# getting ready for boot camp



## Ray (4 Aug 2002)

hey guys!!!!
well to get to the point I would like to know what you guys are doing to get realy for boot camp????? 
I`ve been running for 2 months 5 km a day at a pace of 25 min.
and 3x25 push ups a day
and 3x25 sit ups a day
what else can I do do get realy to make this as ez as I can 
please help !!!!!!!!!!!!
boot camp is Aug 27th 
(RCR) infantry
   :mg:


----------



## Andrew (4 Aug 2002)

I have been going to the gym for about 5 months now and run anywhere from 3-6 miles/on a treadmill(anyone know if that is just as good as running?) depending on what day it is.(Sometimes run more or less)  And do basic stuff like chin ups sit ups pushups too.  Someone who has done your Basic and Infantry would you more work on legs arms or chest?  What gets used the most when lifting weights?  Or just do it all around equal?  

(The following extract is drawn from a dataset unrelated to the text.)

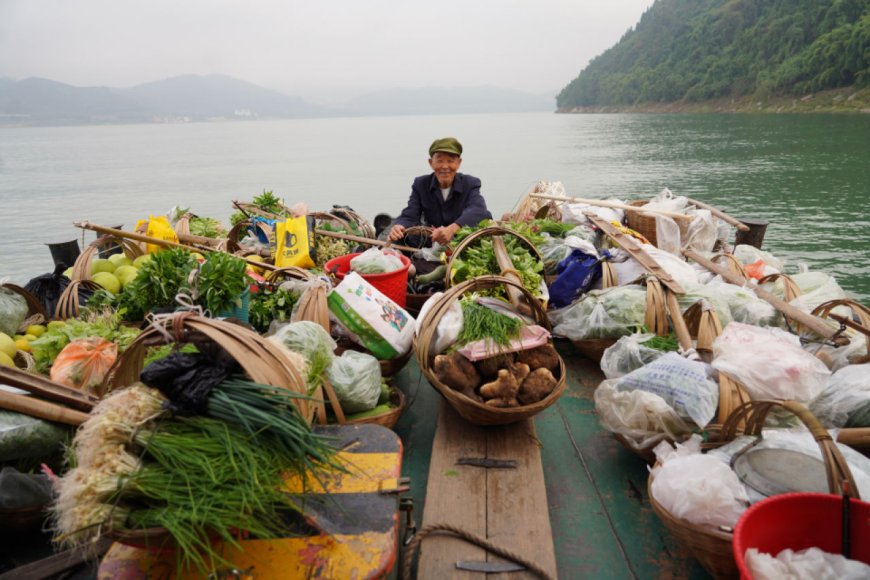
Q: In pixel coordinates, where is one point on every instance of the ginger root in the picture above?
(536, 387)
(458, 373)
(544, 356)
(502, 392)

One thing that I have been doing about 2/3 times a week is taken my hiking bag(it‘s got the metal backing) and filled it with books so it ways about 75lbs and go on ruck marches anywhere from 4-10 miles(they just get really boring on your own).  But ya feel good after.  I hope it will help me out on course.

Soon to be a proud memeber of the CF
Andrew   
------------------------------------------------
"May God have mercy upon my enemies, because I won‘t."
Gen. Patton


----------



## Mr_Kester (5 Aug 2002)

Hey Everyone!!!   :warstory:  
I have heard some of the physical training and things are pretty easy, but I‘d like to know how much and how hard should I train? I am only 15 so I‘v got at least 1 year to take action and get ready but what things should I do mostly? 

What parts of my body should I work the most? and can anyone give me some other tips bout mental strengh or other tips about physical training? 

Thanx for all the help and Good Luck to everyone that is already enlisted   

  :mg:                           :fifty:


----------